Ide dasar proyek REDD adalah negara-negara utara membayar negara-negara selatan untuk mengurangi penggundulan hutan dalam wilayah mereka. Adapun kompensasinya ialah dengan memberikan bantuan keuangan untuk kepentingan tersebut. Beberapa pihak telah mengusulkan agar pendanaan proyek ini diambilkan dari kombinasi dana publik (Bantuan Pembangunan Resmi/ODA) dan pasar karbon.
Sejak 2006 hingga awal 2007, Bank Dunia mengembangkan usul skema pendanaan baru yang sangat besar untuk membiayai proyek-proyek pada sektor kehutanan di negara berkembang. Lembaga keuangan ini berencana menggunakan skema baru itu untuk mengimplementasikan strategi kehutanan dengan penekanan kuat pada pendanaan yang terkait dengan isu perubahan iklim.

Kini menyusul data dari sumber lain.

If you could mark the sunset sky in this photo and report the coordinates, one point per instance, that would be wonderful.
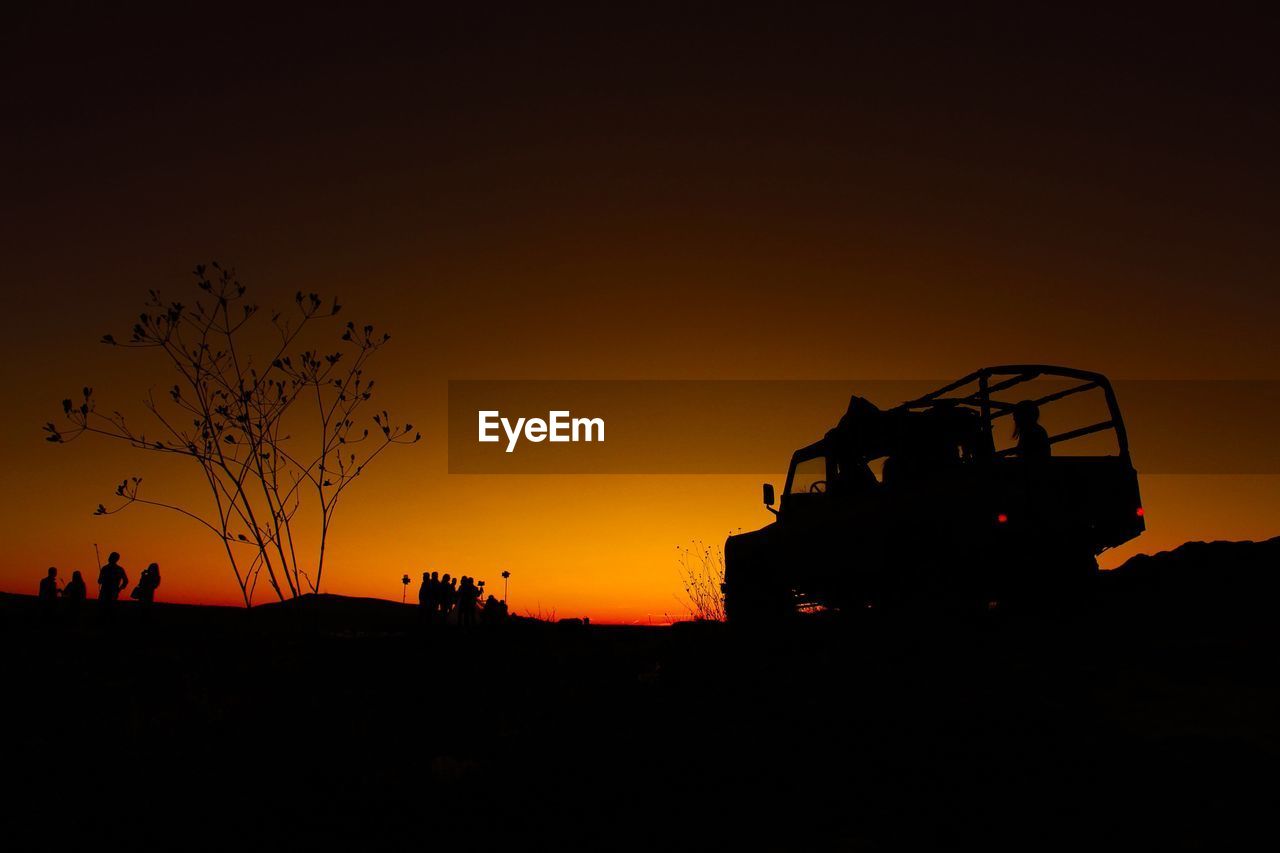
(598, 192)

Bahkan dalam proposal Global Forest Alliance (GFA), Bank Dunia mentargetkan pada 2015 terdapat 50 juta hektare kawasan lindung baru dan peningkatan kapasitas dari Departemen Kehutanan pusat untuk melindungi dan mengelola area-area tersebut. Bila tidak berpikir secara kritis, besarnya nilai proyek yang ditawarkan dalam proyek REDD itu mampu membuat kita terbuai dan melupakan dosa-dosa ekologi yang pernah dibuat Bank Dunia sebagai pendukung utama proyek ini. Untuk itu, tidak ada salahnya bila kita sejenak menoleh ke belakang guna menelusuri rekam jejak proyek-proyek pembangunan Bank Dunia beserta dampak sosial dan ekologinya.

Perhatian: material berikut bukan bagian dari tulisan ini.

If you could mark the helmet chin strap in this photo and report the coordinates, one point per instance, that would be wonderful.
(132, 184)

Di Brasil, misalnya, pada 1982-1985 Bank Dunia memberikan dukungan kepada proyek pemindahan penduduk besar-besaran atas nama pembangunan dan peningkatan kesejahteraan masyarakat, yang lebih dikenal sebagai proyek Polonoroeste, yang di Indonesia lebih dikenal sebagai proyek transmigrasi. Dukungan keuangan pada proyek ini telah menghasilkan sebuah bencana ekologi yang dahsyat, bahkan Bank Dunia juga mengakui hal itu. Betapa tidak, proyek ini telah mendorong terjadinya konversi besar-besaran kawasan hutan menjadi lahan pertanian, kawasan komersial, dan pertambangan (Ecology Law, Bruce Rich).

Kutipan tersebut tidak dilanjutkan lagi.